The fairness tag really would be laughable if it didn’t have such serious consequences.  This is just a crude effort by a political party to engineer a built in political advantage through a wholly unfair electoral system.  Firstly, by reducing the size of the commons by a thirteenth you would expect, based on results from the wards in 2015, the effective majority of the currently government to be reduced by a similar proportion.  Currently the Tories have a working majority of 12.  Based on this, to be fair I’d expect a similar majority or one of about 10 based on the new boundaries.  Electoral Calculus have done the number crunching and, based on the new boundaries the Tory working majority would actually triple to 36.  Fair?

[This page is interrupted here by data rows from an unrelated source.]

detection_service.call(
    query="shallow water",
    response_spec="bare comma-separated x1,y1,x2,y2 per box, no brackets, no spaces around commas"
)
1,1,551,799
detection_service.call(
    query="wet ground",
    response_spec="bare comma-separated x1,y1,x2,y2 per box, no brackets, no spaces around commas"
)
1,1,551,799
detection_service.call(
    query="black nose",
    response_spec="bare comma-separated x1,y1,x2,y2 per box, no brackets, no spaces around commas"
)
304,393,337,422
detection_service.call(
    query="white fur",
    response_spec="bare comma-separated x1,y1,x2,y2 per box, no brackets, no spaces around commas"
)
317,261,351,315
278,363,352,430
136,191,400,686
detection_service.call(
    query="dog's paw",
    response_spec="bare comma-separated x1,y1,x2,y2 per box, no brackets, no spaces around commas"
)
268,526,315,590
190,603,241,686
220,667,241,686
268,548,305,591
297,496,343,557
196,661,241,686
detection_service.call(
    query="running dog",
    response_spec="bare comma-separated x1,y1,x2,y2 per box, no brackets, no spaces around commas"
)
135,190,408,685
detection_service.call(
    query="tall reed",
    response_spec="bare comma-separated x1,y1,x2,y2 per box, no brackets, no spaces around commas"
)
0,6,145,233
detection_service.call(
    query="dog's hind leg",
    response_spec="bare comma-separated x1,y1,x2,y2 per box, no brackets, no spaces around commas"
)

Of course the other argument is that by equalising the size of the constituencies each vote is worth the same.  This argument can be shattered in two ways.  Firstly the new boundary calculations are based on figures which exclude at least 2 million electors. These are mainly students, private renters and young adults where registration is relatively low.  All are eligible for the support of their MP and their number inflate the actual size of a constituency well above the 75000 figure.  Is it a coincidence that generally this will affect seats not represented by a Tory or am I just a cynic?
Secondly, however you tinker with the boundaries of constituencies you are not going to solve the problem that under the current first past the post (FPTP) system the election is decided in a small proportion of seats by a small proportion of swing voters.  A Tory vote in Barnsley and a Labour vote in deepest bluest Surrey for example is most certainly not worth the same as a similar vote in a highly marginal constituency.  Of course both major parties have form here and reasons to stick with the status quo.  The FPTP system was developed for and worked well for a two party system which we essentially had up until 1983 when Labour and Conservative would get about 90% of the vote between them.  In the last election the combined vote for Labour and Conservative was 67% which gave them 86% of the seats.  In Barnsley Labour regularly get around 50% of the vote yet this delivers 90% of the council seats.  No, until we change the way we elect our representatives to a fairer voting system, however the boundaries are tinkered with the value of our vote will depend on where we live.
Of course the other problem is that constituencies have to stay within a 5% tolerance of the 75000 figure.  This means with demographic changes and large scale house building for example (like is happening in Penistone and Barnsley) this could result in the ludicrous position of boundaries changing for every election so in 2020 Penistone could be in Colne Valley but by 2025 our population could have risen to a point to take the electorate of Colne Valley above the upper limit and so we could be shifted back into a Barnsley constituency or something equally as daft as Colne Valley.  This hardly allows the link to build between an MP and their constituents.
No, this boundary review is just an exercise by this government (and a Labour administration would probably do something similar) to gerrymander the next election and prop up a discredited and unfair voting system.  It must be fought at all costs.  We deserve our votes to mean the same thing whether we live in Barnsley, Surrey or a marginal seat and this can only happen if we look at introducing a proportional voting system.